Army soldier reprimanded for abusing a fellow soldier's wife receives 13 years in prison after a new investigation triggers a flood of criminal charges
A United States Army soldier who was reprimanded for assaulting a fellow soldier's wife at a 2017 Super Bowl party has been sentenced to 13 years in prison on a number of rape and sexual harassment charges, the majority of which stem from events that occurred after the initial allegations against him were made.
The Army Times reported that the accuser, Leah Ramirez, reported Staff Sgt. Randall Hughes to the Army's Criminal Investigation Command the day after the assault. She told authorities that her husband spent the evening downing shots of whisky with Hughes and another commanding officer, finally collapsing in their home near Fort Bliss, Texas.
After putting her husband to bed and clearing the party, Ramirez said Hughes asked her for sex. When she rejected his advances, he pulled her upstairs and raped her.
Her accusations sparked a year-long investigation, with investigators eventually finding that the facts backed up her claims. Rather than face a criminal prosecution, Hughes received a slap on the wrist in the form of a General Officer Memorandum of Reprimand for his personnel file.
“They simply informed me that the command said that this is how it was — this is how it is,” Ramirez explained.
Hughes assaulted another woman in Fort Bliss a few months later, according to court records.
The accused officer was then transferred to Fort Dix and assigned to New Jersey, where he was again confronted with accusations by multiple women, including his teen daughter.
In 2020, after seeing the General Officer Memorandum of Reprimand in Hughes' record, agents with the Criminal Investigative division opened another investigation into him. The investigation resulted in criminal charges against five individuals spanning more than a decade.
Hughes agreed to a plea bargain that covered all 2017 offenses and pleaded guilty on March 30 to two counts of rape, two counts of sexual harassment committed by battery, one count of sexual abuse of a minor, one count of assault committed by battery on a child, one count of lewd language, and one count of adultery.
Lesley Madsen, now 17, told the Army Times, which identified her at her request and with her mother's consent, that her father drugged and coerced her on March 25, 2020. Hughes did not enter a plea to the charges arising from his daughter's alleged rape.

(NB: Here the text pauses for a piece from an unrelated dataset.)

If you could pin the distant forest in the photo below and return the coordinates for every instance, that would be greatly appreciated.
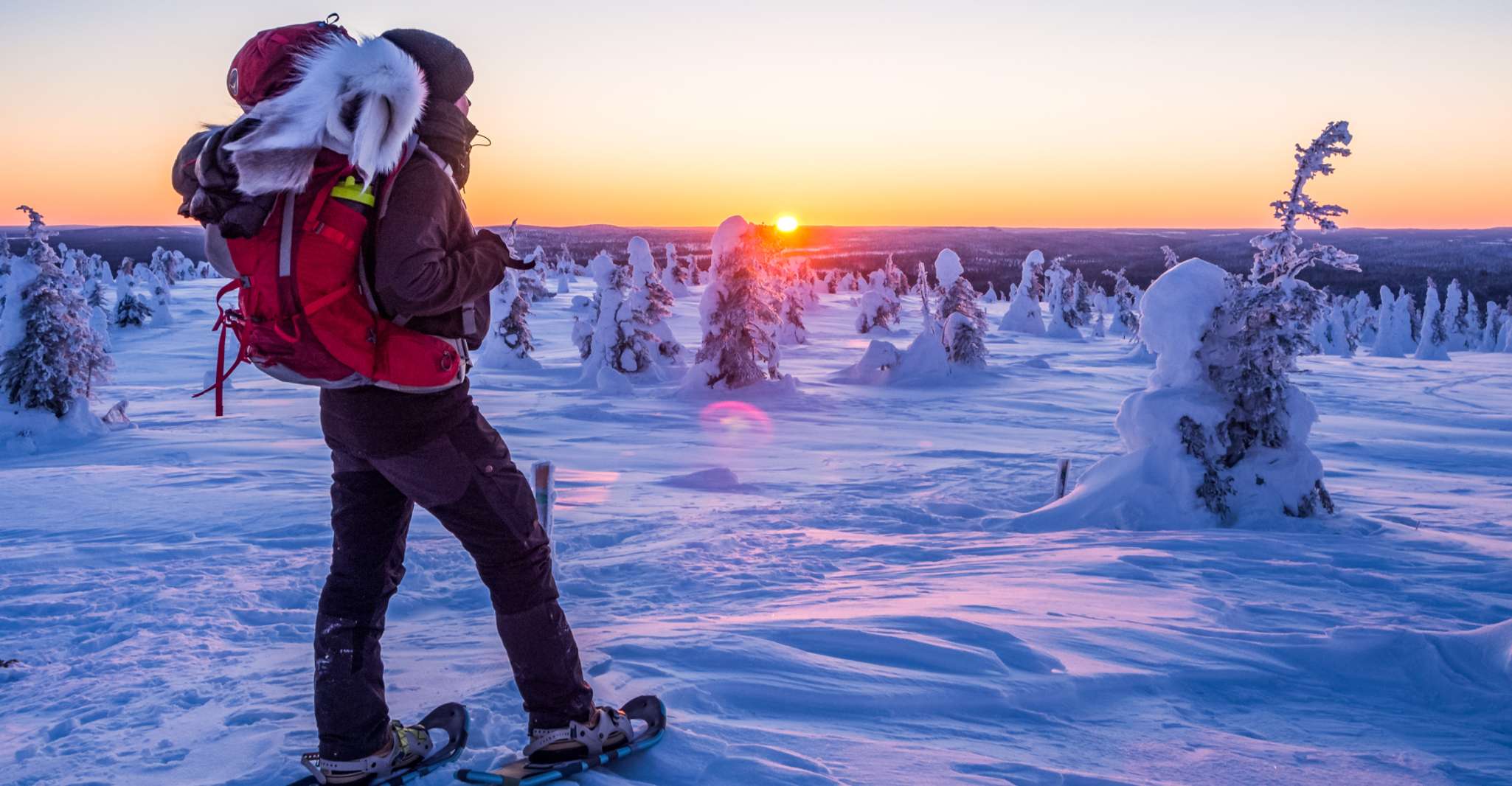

“He was taking a plea bargain, and he decided to plead to get the shortest sentence possible,” Madsen said. “Had I said no, it would have taken years of litigation. It was the only way to have closure for everyone and to apprehend him before he could do something else.”
According to victims of some recent incidents, their suffering may have been avoided if Hughes had been charged years earlier in connection with the 2017 cases.
Col. Don Christensen, retired Air Force chief prosecutor and current president of Protect Our Defenders, stated that failing to prosecute sexual predators is fairly common within the United States armed forces. He was not present at Hughes' trial but is acquainted with the event.
“Contrary to the persistent misconception that convicted military sex abusers are punished often, the truth is that the chain of command almost never refers a suspect to court,” he told the Army Times.
“[The command] should be appalled that their inability to prosecute the rapist allowed a sex offender to commit a crime spree against multiple victims.”